Using your same logic, I will single-handedly decide that all software companies (and the developers working there) have received enough compensation for their efforts, and demand all their services and code be made available for free. As long as you got one paycheck from those months of work, now I want it for free.
It's interesting to consider that there are books, still in copyright, that were published before any digital computers, let alone software companies, existed.
It puts the extreme absurdity of modern copyright law in context. 20 years is extreme. The modern "standard" is the entire life of the author + 70 years on top. This is indefensible.
I agree and not going to argue that here. But that’s the way the rules are right now, and publishers have the full weight of the law to enforce their rights as that’s what the current state of things allows.
Not knowing anything about you, I’m going to assume you mean code that you created and chose to release as OSS. That’s your choice, and publishers have the same right to release their works under different terms (through agreements with the authors they have signed, etc).
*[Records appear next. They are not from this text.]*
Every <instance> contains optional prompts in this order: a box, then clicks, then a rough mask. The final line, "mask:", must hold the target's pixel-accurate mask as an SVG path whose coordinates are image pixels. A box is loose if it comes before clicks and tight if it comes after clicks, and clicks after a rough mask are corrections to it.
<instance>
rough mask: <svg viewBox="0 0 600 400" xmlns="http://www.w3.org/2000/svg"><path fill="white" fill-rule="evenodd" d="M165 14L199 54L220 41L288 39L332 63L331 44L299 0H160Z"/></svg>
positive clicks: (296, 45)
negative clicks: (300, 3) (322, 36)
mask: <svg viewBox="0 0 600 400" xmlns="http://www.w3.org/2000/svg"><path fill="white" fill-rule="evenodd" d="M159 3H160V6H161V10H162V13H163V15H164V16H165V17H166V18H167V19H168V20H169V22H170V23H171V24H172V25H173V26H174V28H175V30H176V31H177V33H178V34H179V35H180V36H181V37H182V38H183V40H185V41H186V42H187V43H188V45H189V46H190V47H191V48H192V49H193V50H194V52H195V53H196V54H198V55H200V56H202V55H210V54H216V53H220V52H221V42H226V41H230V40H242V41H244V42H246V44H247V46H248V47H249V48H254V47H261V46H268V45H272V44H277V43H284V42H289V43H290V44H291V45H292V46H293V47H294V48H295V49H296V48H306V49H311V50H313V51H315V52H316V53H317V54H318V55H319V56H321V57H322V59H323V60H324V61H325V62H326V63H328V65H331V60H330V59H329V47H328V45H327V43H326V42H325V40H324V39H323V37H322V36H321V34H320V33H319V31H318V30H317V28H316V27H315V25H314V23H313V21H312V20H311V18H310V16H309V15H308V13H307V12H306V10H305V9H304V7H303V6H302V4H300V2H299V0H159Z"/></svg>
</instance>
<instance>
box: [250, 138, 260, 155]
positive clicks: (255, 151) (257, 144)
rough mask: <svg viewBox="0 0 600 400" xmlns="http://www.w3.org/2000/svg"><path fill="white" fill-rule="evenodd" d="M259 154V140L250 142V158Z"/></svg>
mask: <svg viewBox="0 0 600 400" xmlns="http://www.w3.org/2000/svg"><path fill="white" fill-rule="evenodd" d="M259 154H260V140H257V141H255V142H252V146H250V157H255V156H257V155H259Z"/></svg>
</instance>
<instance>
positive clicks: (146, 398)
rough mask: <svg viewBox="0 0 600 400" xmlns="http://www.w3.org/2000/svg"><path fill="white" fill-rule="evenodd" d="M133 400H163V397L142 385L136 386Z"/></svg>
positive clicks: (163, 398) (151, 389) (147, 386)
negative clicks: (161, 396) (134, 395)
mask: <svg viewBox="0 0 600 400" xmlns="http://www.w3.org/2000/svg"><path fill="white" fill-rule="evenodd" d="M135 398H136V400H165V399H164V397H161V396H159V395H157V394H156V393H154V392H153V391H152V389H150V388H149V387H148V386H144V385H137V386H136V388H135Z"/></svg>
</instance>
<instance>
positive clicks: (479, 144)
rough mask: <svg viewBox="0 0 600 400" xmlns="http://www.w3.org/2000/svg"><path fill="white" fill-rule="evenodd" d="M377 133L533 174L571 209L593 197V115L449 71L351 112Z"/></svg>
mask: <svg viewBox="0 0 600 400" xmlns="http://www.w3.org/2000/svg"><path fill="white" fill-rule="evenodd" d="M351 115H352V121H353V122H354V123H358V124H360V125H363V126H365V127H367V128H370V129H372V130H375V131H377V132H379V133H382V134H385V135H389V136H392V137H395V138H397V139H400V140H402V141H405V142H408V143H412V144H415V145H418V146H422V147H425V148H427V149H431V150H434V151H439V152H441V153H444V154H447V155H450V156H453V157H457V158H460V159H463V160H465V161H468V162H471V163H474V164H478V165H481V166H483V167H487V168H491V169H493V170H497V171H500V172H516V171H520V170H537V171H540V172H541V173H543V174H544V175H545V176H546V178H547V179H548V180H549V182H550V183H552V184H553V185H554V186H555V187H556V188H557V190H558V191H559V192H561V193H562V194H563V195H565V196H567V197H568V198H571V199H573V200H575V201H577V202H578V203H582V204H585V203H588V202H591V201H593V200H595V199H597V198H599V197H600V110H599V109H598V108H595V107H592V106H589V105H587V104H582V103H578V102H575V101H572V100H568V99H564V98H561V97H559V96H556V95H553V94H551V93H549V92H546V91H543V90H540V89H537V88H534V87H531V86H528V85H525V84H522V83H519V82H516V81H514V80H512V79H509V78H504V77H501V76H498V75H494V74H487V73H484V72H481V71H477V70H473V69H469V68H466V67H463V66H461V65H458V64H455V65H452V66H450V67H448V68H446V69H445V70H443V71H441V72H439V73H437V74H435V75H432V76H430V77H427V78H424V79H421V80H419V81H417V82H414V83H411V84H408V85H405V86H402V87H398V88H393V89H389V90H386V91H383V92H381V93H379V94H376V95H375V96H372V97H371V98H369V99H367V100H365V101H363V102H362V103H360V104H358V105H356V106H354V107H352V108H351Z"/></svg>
You don’t have any say over what other creators choose to do with their works, and if they choose terms you don’t like, you can’t just ignore them.
Without strong copyright laws, the choice you make is just as enforceable as the choice they make.
> I’m going to assume you mean code that you created and chose to release as OSS.
It doesn't matter how the output is licensed; I'm paid for the process of creating that output, not for the perpetual profiting over that finite output. That's the point you're missing.
Every company is different, but the vast majority are moving to a subscription model where users are charged monthly to use the same code over and over. For licensed (non-subscription) software, code can live through many major revisions where the customer pays over and over for the same code to renew their license.
If you think it would be nice to get paid per run, then you should have gone into mainframe programming, because that is (more or less) how it works (licensing fee based on how many units the code could process, which would go up if you upgraded the CPU). Moving away from that was one of the innovations of UNIX and PC style licensing.